Too little of a good thing?
I’d love to finish this review off by continuing to praise the game, but there are a few issues that need pointing out. First, it’s a disappointingly short game (took me around 3 hours) with very little replay value. Because it was only $9.99 on Steam and had beneficial residual effects (hyperactive me was calm for hours), I never felt as if I overpaid, but would have loved more time to further explore the world I had been so entranced with.
This is also a game that many players will get bored with mainly because the gameplay is not exactly varied, nor is it exciting in the conventional sense of the word. Feelings of accomplishment come from finding a hard to locate item or solving a tough puzzle and not from defeating a towering boss or leveling up. The comparison could be made to a foreign art film with most gamers prefering the summer blockbuster, The Tiny Big Bang Story inherently suffers from a smaller demographic. That being said, I tend to exist in the world of meatheads and TBBS had something for me, so it’s worth a try even if you prefer brawn over brain.

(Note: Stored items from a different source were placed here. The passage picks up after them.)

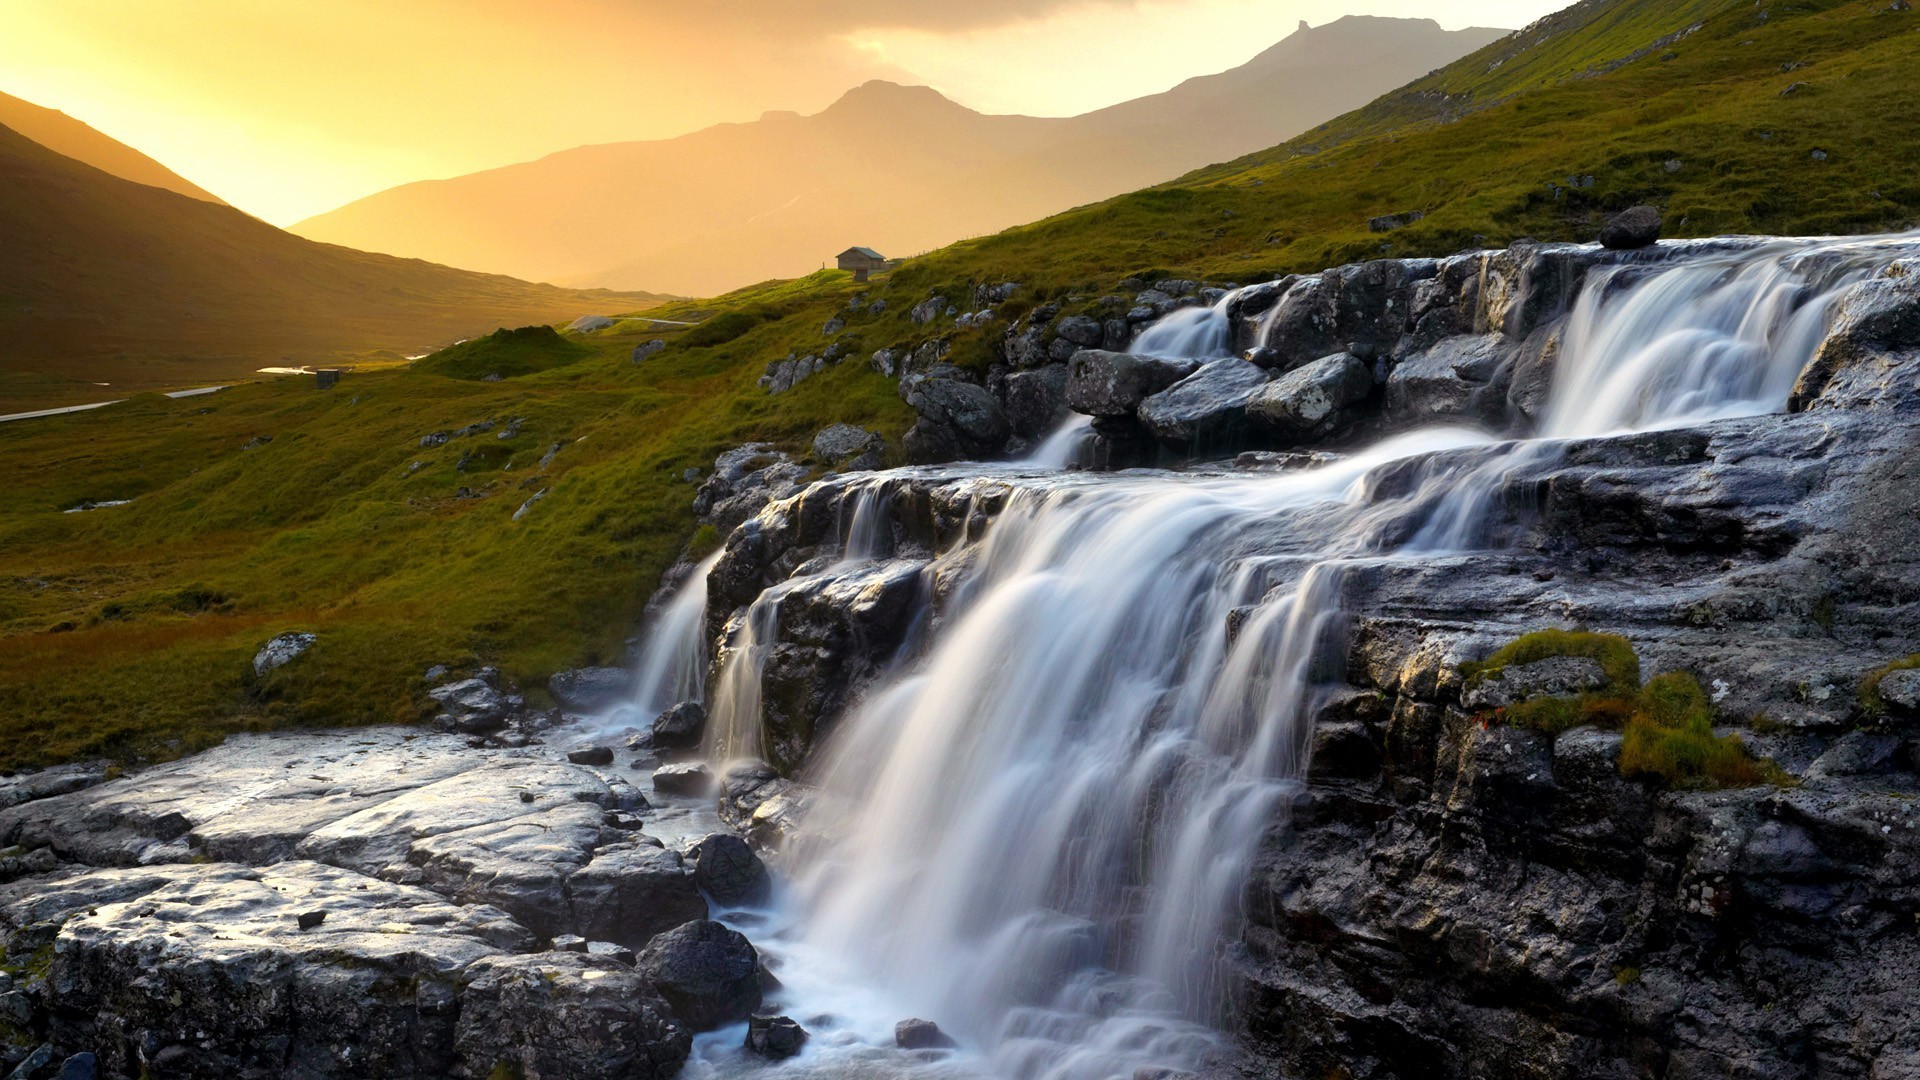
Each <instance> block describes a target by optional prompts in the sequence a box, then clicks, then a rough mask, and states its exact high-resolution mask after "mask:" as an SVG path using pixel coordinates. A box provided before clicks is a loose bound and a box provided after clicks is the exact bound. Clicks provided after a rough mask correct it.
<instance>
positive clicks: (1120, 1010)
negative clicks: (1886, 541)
mask: <svg viewBox="0 0 1920 1080" xmlns="http://www.w3.org/2000/svg"><path fill="white" fill-rule="evenodd" d="M1912 248H1914V242H1912V240H1910V238H1889V240H1832V242H1778V244H1766V246H1759V248H1749V250H1741V252H1736V254H1724V252H1722V254H1713V252H1705V254H1699V256H1690V258H1684V259H1678V261H1667V263H1659V265H1626V267H1619V269H1599V271H1594V273H1592V275H1590V277H1588V281H1586V284H1584V286H1582V292H1580V294H1578V298H1576V300H1574V304H1572V307H1571V313H1569V315H1567V317H1565V338H1563V348H1561V356H1559V361H1557V371H1555V384H1553V390H1551V400H1549V407H1548V411H1546V419H1544V423H1542V436H1540V438H1532V440H1501V438H1500V436H1496V434H1492V432H1482V430H1471V429H1457V427H1452V429H1427V430H1417V432H1411V434H1400V436H1392V438H1384V440H1380V442H1377V444H1375V446H1369V448H1365V450H1361V452H1356V454H1350V455H1346V457H1342V459H1338V461H1334V463H1331V465H1325V467H1319V469H1311V471H1298V473H1254V475H1248V473H1227V471H1219V469H1190V471H1185V473H1160V471H1154V473H1150V471H1135V473H1119V475H1089V473H1058V469H1060V467H1064V465H1066V463H1068V459H1066V457H1064V455H1062V454H1050V455H1048V454H1043V455H1037V457H1035V459H1031V461H1027V463H1023V465H1021V467H1018V469H1012V471H1008V473H1006V480H1008V482H1010V484H1012V486H1014V494H1012V496H1010V498H1008V503H1006V507H1004V509H1002V511H1000V513H998V517H996V519H995V521H993V525H991V527H989V528H987V532H985V536H983V538H981V540H977V542H975V544H972V546H970V548H964V550H954V552H948V553H943V555H941V557H939V559H937V563H935V567H937V569H950V571H952V573H958V575H962V577H964V584H962V586H960V588H958V590H956V592H954V594H952V596H948V598H947V601H945V607H943V613H941V621H939V626H937V630H935V632H933V636H931V640H929V642H927V644H925V648H924V650H920V651H918V655H916V657H914V659H908V661H902V663H900V667H899V669H897V671H895V673H893V675H891V676H887V678H883V680H881V682H879V686H876V688H874V690H872V692H870V694H866V698H864V700H862V701H860V703H858V705H856V707H854V709H852V711H851V713H849V715H847V717H845V719H843V721H841V723H839V726H837V728H835V730H833V734H831V738H829V742H828V744H826V746H824V748H820V749H818V751H816V757H814V763H812V767H810V774H808V778H810V780H812V782H816V784H818V786H820V792H822V794H820V799H818V803H816V807H814V811H812V817H810V819H808V830H810V832H812V834H818V836H820V838H822V840H820V842H818V844H812V846H808V847H806V849H804V851H801V853H799V857H797V863H795V865H793V867H789V871H791V872H789V878H787V884H783V888H781V892H780V896H778V899H776V903H774V905H772V909H770V911H766V913H756V915H753V919H755V922H753V924H751V926H749V928H747V932H749V936H751V938H753V940H755V944H756V945H760V947H762V949H764V951H766V953H768V955H770V957H772V959H774V961H776V963H778V965H780V967H778V970H780V978H781V980H783V982H785V990H783V992H781V994H780V995H778V1003H780V1007H781V1009H783V1011H785V1013H789V1015H793V1017H795V1019H799V1020H801V1022H803V1024H806V1026H808V1030H812V1034H814V1038H812V1042H810V1043H808V1049H806V1051H804V1053H803V1055H801V1057H797V1059H793V1061H789V1063H783V1065H778V1067H768V1065H764V1063H749V1061H747V1059H745V1057H743V1055H741V1053H739V1049H737V1045H739V1040H741V1032H739V1028H732V1030H726V1032H718V1034H714V1036H705V1038H703V1040H701V1042H699V1047H697V1051H695V1061H693V1063H691V1065H689V1072H687V1076H733V1074H741V1076H745V1074H749V1072H755V1074H758V1072H764V1070H768V1068H776V1070H780V1074H783V1076H822V1078H824V1076H993V1078H1018V1080H1104V1078H1119V1080H1129V1078H1133V1076H1135V1070H1152V1068H1173V1070H1185V1068H1196V1067H1200V1065H1204V1063H1206V1061H1208V1059H1210V1055H1217V1053H1223V1051H1227V1049H1229V1043H1227V1040H1225V1036H1221V1034H1219V1032H1221V1030H1227V1028H1231V1013H1233V1009H1235V988H1233V982H1231V978H1229V974H1227V972H1229V970H1231V953H1233V951H1235V947H1236V940H1238V928H1240V911H1238V897H1240V892H1242V888H1244V884H1246V874H1248V867H1250V863H1252V859H1254V855H1256V851H1258V847H1260V844H1261V842H1263V840H1265V838H1267V836H1271V834H1275V830H1283V828H1284V824H1286V811H1288V805H1290V801H1292V796H1294V794H1296V792H1298V790H1300V776H1302V774H1304V769H1306V749H1308V744H1309V736H1311V717H1313V711H1315V703H1317V700H1319V696H1321V694H1325V692H1329V688H1332V686H1336V684H1340V682H1342V673H1340V669H1338V661H1340V655H1342V648H1340V634H1342V628H1344V626H1342V611H1340V607H1338V598H1340V582H1342V575H1344V573H1346V569H1348V567H1352V565H1354V563H1356V561H1365V559H1415V557H1432V555H1438V553H1455V552H1467V550H1475V548H1484V546H1486V544H1488V542H1490V538H1488V517H1490V500H1492V498H1494V496H1496V492H1498V490H1500V484H1501V477H1505V475H1507V473H1511V471H1513V469H1517V467H1521V465H1526V463H1538V461H1544V459H1549V455H1553V454H1557V452H1559V442H1561V440H1569V438H1586V436H1605V434H1615V432H1632V430H1649V429H1661V427H1676V425H1697V423H1703V421H1711V419H1720V417H1736V415H1755V413H1766V411H1778V409H1782V407H1784V404H1786V398H1788V392H1789V390H1791V386H1793V380H1795V377H1797V373H1799V371H1801V367H1803V365H1805V363H1807V361H1809V359H1811V357H1812V354H1814V350H1816V348H1818V344H1820V338H1822V332H1824V329H1826V325H1828V315H1830V307H1832V304H1834V300H1836V298H1837V296H1839V292H1841V290H1845V288H1847V286H1849V284H1853V282H1857V281H1860V279H1864V277H1868V275H1872V273H1874V271H1876V269H1878V267H1882V265H1885V263H1887V261H1889V259H1891V258H1895V256H1897V254H1910V252H1912ZM1150 338H1152V340H1150ZM1227 340H1229V334H1227V329H1225V302H1223V304H1221V306H1219V307H1215V309H1212V311H1183V313H1177V315H1173V317H1169V323H1167V325H1164V327H1162V329H1150V331H1148V332H1146V334H1144V336H1142V344H1156V342H1158V344H1156V348H1165V350H1169V352H1171V350H1181V352H1183V356H1202V357H1206V356H1225V352H1227ZM1137 348H1140V346H1137ZM1192 350H1200V352H1192ZM1062 446H1066V444H1062ZM1050 450H1056V452H1058V450H1060V448H1050ZM1394 461H1400V463H1402V465H1400V467H1398V469H1396V477H1398V479H1396V482H1394V484H1380V482H1377V480H1379V475H1380V467H1382V465H1388V463H1394ZM970 469H973V471H975V473H977V471H979V467H970ZM883 480H885V475H876V477H872V479H870V480H868V484H870V486H866V488H864V490H862V496H860V498H858V500H856V502H854V503H852V505H856V511H854V513H852V515H851V521H845V523H843V536H845V540H847V542H845V546H843V552H841V555H839V559H837V561H835V563H833V567H828V569H822V571H818V573H820V575H835V573H843V571H845V569H847V567H851V565H860V563H864V561H872V559H877V557H885V555H887V553H889V552H887V550H885V548H887V544H885V538H883V534H885V505H883V502H881V500H883ZM703 575H705V567H703ZM789 588H791V582H789V584H785V586H776V588H772V590H768V592H766V594H764V596H762V598H760V600H758V601H756V603H755V605H753V609H751V613H749V617H747V632H745V636H743V640H735V642H733V644H730V655H728V657H726V661H724V663H722V671H720V676H718V684H716V688H714V721H712V726H714V734H710V736H708V738H710V751H712V753H714V755H716V759H724V757H739V755H753V753H755V751H756V746H758V744H756V738H758V736H756V726H758V703H756V694H758V667H756V663H758V661H756V653H758V651H764V648H766V646H768V644H770V642H772V640H774V634H776V632H778V619H780V601H781V596H785V592H787V590H789ZM703 601H705V590H703V588H701V586H699V584H695V586H691V588H687V590H685V594H684V596H682V598H680V600H676V601H674V605H672V607H668V615H666V617H664V619H662V621H660V626H659V630H657V642H655V646H653V650H659V651H660V657H659V659H653V657H655V651H653V650H649V661H647V663H649V667H647V671H649V675H647V678H651V680H653V682H651V684H649V686H645V688H643V696H647V698H649V707H653V705H659V707H664V705H668V703H672V701H676V700H682V698H685V696H697V684H695V682H697V678H695V682H687V678H689V675H687V673H689V671H693V669H691V667H689V665H687V663H689V661H691V659H693V657H695V655H699V657H705V650H703V646H701V636H703V630H701V625H699V619H697V615H695V613H697V609H699V605H701V603H703ZM682 605H685V609H682ZM672 634H687V636H685V638H682V640H680V642H670V640H660V638H666V636H672ZM904 1017H925V1019H933V1020H937V1022H939V1024H941V1026H943V1028H945V1030H947V1032H950V1034H952V1036H954V1038H956V1040H958V1042H960V1051H956V1053H950V1055H931V1057H916V1055H906V1053H902V1051H897V1049H893V1047H891V1042H893V1040H891V1034H893V1022H895V1020H900V1019H904Z"/></svg>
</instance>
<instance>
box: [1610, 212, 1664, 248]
mask: <svg viewBox="0 0 1920 1080" xmlns="http://www.w3.org/2000/svg"><path fill="white" fill-rule="evenodd" d="M1659 240H1661V211H1659V209H1655V208H1651V206H1636V208H1632V209H1624V211H1620V213H1615V215H1613V217H1609V219H1607V225H1603V227H1601V231H1599V244H1601V246H1603V248H1607V250H1613V252H1634V250H1640V248H1651V246H1653V244H1659Z"/></svg>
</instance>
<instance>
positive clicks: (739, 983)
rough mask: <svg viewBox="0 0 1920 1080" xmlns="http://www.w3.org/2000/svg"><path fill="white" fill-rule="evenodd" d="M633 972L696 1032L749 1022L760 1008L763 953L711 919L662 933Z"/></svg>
mask: <svg viewBox="0 0 1920 1080" xmlns="http://www.w3.org/2000/svg"><path fill="white" fill-rule="evenodd" d="M634 970H636V972H639V974H641V976H643V978H645V980H647V982H649V984H651V986H653V990H655V992H657V994H659V995H660V997H664V999H666V1003H668V1007H672V1011H674V1017H678V1019H680V1022H682V1024H685V1026H687V1028H691V1030H695V1032H710V1030H714V1028H724V1026H726V1024H732V1022H737V1020H745V1019H747V1017H749V1015H753V1011H755V1009H758V1007H760V955H758V953H756V951H755V947H753V945H751V944H749V942H747V938H745V936H743V934H739V932H737V930H730V928H726V926H722V924H718V922H710V920H707V919H701V920H695V922H687V924H684V926H678V928H674V930H668V932H664V934H660V936H657V938H655V940H653V942H649V944H647V947H645V949H643V951H641V953H639V955H637V957H636V959H634Z"/></svg>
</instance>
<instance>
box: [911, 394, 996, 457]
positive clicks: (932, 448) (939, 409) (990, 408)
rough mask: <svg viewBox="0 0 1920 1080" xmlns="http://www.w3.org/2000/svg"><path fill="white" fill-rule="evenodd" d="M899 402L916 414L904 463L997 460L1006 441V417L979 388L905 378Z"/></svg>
mask: <svg viewBox="0 0 1920 1080" xmlns="http://www.w3.org/2000/svg"><path fill="white" fill-rule="evenodd" d="M900 396H902V398H904V400H906V404H908V405H912V407H914V411H916V413H920V421H918V423H916V425H914V427H912V429H908V432H906V438H904V440H902V442H904V448H906V457H908V461H914V463H916V465H929V463H941V461H962V459H983V457H998V455H1000V454H1002V452H1004V450H1006V440H1008V436H1012V432H1014V430H1012V425H1008V421H1006V411H1004V409H1000V402H996V400H995V398H993V394H989V392H987V390H985V388H983V386H975V384H973V382H964V380H960V379H954V377H945V375H908V377H906V379H902V380H900Z"/></svg>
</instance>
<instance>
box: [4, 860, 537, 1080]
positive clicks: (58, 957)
mask: <svg viewBox="0 0 1920 1080" xmlns="http://www.w3.org/2000/svg"><path fill="white" fill-rule="evenodd" d="M119 886H131V888H119ZM63 888H65V890H67V896H71V897H81V896H83V894H88V892H92V894H94V899H92V903H86V907H81V909H75V911H73V915H71V917H67V919H65V920H63V922H61V924H60V930H58V940H56V949H54V970H52V972H50V976H48V980H46V990H48V994H50V1001H48V1003H50V1007H52V1009H56V1011H61V1013H67V1015H75V1017H84V1019H88V1020H90V1024H92V1030H94V1045H96V1051H98V1053H100V1055H102V1061H100V1065H102V1070H104V1072H108V1074H121V1076H131V1074H134V1072H138V1070H140V1067H142V1063H140V1061H138V1059H136V1057H134V1053H136V1047H142V1045H146V1047H179V1049H177V1051H173V1065H171V1067H169V1068H167V1072H171V1074H198V1076H207V1074H228V1076H236V1074H248V1070H250V1068H253V1067H255V1065H257V1063H265V1061H275V1063H278V1061H300V1063H301V1065H303V1072H301V1074H305V1076H348V1074H353V1076H367V1074H374V1076H432V1074H442V1076H444V1074H449V1072H451V1070H453V1067H455V1063H457V1051H455V1032H453V1024H455V1015H457V1013H463V1009H459V1007H457V1005H455V1001H457V997H459V995H461V984H463V982H465V980H467V974H468V970H470V969H472V967H474V965H476V963H478V961H482V959H488V957H501V955H505V953H507V951H511V949H530V947H532V945H534V938H532V936H530V934H528V932H526V930H524V928H520V926H516V924H515V922H511V920H509V919H507V917H505V915H503V913H501V911H497V909H492V907H484V905H470V907H467V905H451V903H445V901H444V899H440V897H436V896H434V894H428V892H424V890H417V888H409V886H396V884H388V882H380V880H374V878H367V876H361V874H355V872H349V871H340V869H334V867H321V865H315V863H301V861H292V863H278V865H273V867H263V869H252V867H173V869H169V872H165V874H156V872H154V871H90V872H86V874H81V876H79V878H71V880H67V882H63ZM15 896H17V894H15ZM0 905H4V907H10V909H12V903H8V901H6V899H0ZM313 905H324V907H326V909H328V911H330V913H332V915H330V917H328V920H326V924H324V926H319V928H315V930H305V932H303V930H300V928H298V922H296V919H294V915H296V913H298V911H303V909H309V907H313ZM13 919H17V915H12V917H8V920H10V922H12V920H13ZM344 1030H351V1032H353V1040H342V1038H340V1032H344Z"/></svg>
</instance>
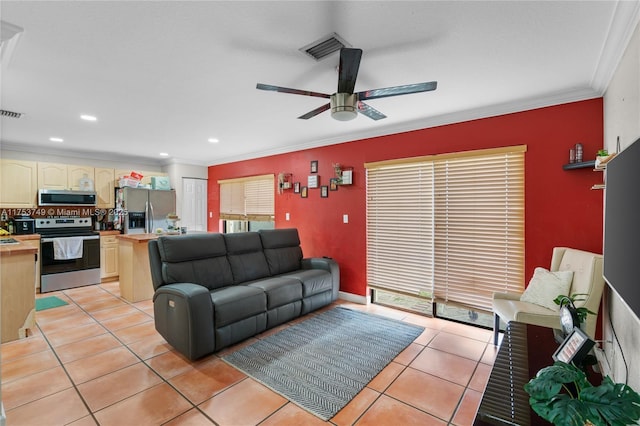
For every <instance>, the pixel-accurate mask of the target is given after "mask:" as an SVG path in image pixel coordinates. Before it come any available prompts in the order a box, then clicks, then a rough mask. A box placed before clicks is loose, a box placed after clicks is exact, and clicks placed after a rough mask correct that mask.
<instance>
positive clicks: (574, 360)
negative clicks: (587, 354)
mask: <svg viewBox="0 0 640 426" xmlns="http://www.w3.org/2000/svg"><path fill="white" fill-rule="evenodd" d="M593 345H595V342H594V341H593V340H591V339H590V338H589V336H587V335H586V334H585V333H584V332H583V331H582V330H580V329H579V328H578V327H574V329H573V331H572V332H571V333H570V334H569V335H568V336H567V338H566V339H564V342H562V344H561V345H560V347H559V348H558V350H557V351H555V352H554V354H553V360H554V361H562V362H564V363H566V364H571V363H574V364H577V365H579V364H580V362H581V361H582V360H583V359H584V357H585V356H587V354H588V353H589V351H590V350H591V348H592V347H593Z"/></svg>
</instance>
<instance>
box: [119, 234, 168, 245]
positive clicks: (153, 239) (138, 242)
mask: <svg viewBox="0 0 640 426" xmlns="http://www.w3.org/2000/svg"><path fill="white" fill-rule="evenodd" d="M161 235H164V234H120V235H118V238H119V239H120V240H122V241H128V242H131V243H146V242H148V241H150V240H155V239H157V238H158V237H159V236H161Z"/></svg>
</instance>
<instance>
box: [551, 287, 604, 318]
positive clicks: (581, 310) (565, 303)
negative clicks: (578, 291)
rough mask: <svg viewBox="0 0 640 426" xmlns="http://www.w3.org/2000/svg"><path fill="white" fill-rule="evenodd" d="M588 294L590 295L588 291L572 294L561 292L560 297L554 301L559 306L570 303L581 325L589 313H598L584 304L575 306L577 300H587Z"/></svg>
mask: <svg viewBox="0 0 640 426" xmlns="http://www.w3.org/2000/svg"><path fill="white" fill-rule="evenodd" d="M587 296H588V294H587V293H574V294H572V295H571V296H566V295H564V294H559V295H558V297H556V298H555V299H553V303H555V304H556V305H558V306H564V305H566V304H569V305H570V306H571V308H572V309H574V310H575V313H576V316H577V317H578V321H579V323H580V325H581V324H583V323H584V322H585V321H586V320H587V315H589V314H591V315H595V314H596V313H595V312H592V311H590V310H589V309H587V308H585V307H584V306H581V307H579V308H576V307H575V303H576V302H582V301H584V300H586V299H587Z"/></svg>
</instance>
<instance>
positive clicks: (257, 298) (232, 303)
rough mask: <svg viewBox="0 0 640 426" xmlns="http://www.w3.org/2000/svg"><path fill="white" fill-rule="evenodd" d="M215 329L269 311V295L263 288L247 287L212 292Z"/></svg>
mask: <svg viewBox="0 0 640 426" xmlns="http://www.w3.org/2000/svg"><path fill="white" fill-rule="evenodd" d="M211 302H212V303H213V317H214V320H215V323H214V324H215V327H216V328H221V327H224V326H225V325H228V324H231V323H234V322H237V321H240V320H243V319H245V318H249V317H252V316H254V315H258V314H260V313H263V312H266V311H267V295H266V294H265V292H264V291H263V290H262V289H261V288H257V287H249V286H245V285H234V286H230V287H224V288H220V289H217V290H213V291H212V292H211Z"/></svg>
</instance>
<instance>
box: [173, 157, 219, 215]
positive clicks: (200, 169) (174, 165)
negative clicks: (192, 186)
mask: <svg viewBox="0 0 640 426" xmlns="http://www.w3.org/2000/svg"><path fill="white" fill-rule="evenodd" d="M165 171H166V172H167V173H169V179H170V180H171V186H172V187H173V188H175V190H176V214H177V215H178V216H180V217H182V179H183V178H193V179H207V178H208V177H209V169H208V167H205V166H194V165H191V164H178V163H176V164H169V165H168V166H166V167H165Z"/></svg>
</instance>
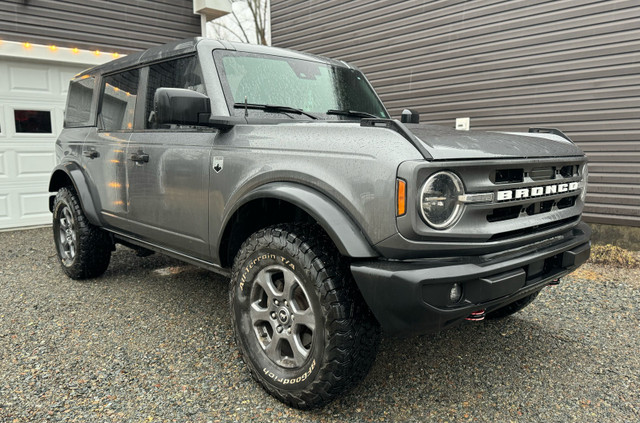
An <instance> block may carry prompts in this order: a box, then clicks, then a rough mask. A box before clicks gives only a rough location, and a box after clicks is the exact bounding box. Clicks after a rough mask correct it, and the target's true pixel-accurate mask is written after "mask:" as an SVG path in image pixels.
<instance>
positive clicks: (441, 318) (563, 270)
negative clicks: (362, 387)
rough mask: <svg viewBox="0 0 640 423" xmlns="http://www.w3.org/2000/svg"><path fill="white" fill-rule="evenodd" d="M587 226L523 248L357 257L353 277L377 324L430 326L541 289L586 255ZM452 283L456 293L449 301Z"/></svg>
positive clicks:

The Tiny Big Bang Story’s value comes not from its size but from the heart at its core. I am not sure whether Colibiri Games has plans to release further iterations of the series, but I’d personally like to see them create a point-and-click adventure game along the lines of a King’s Quest (I like I-Spy, but have to admit that it loses its appeal after a while). At the end of the day, some games are merely played and some are remembered for a long time after and I’m not going to forget The Tiny Big Bang Story.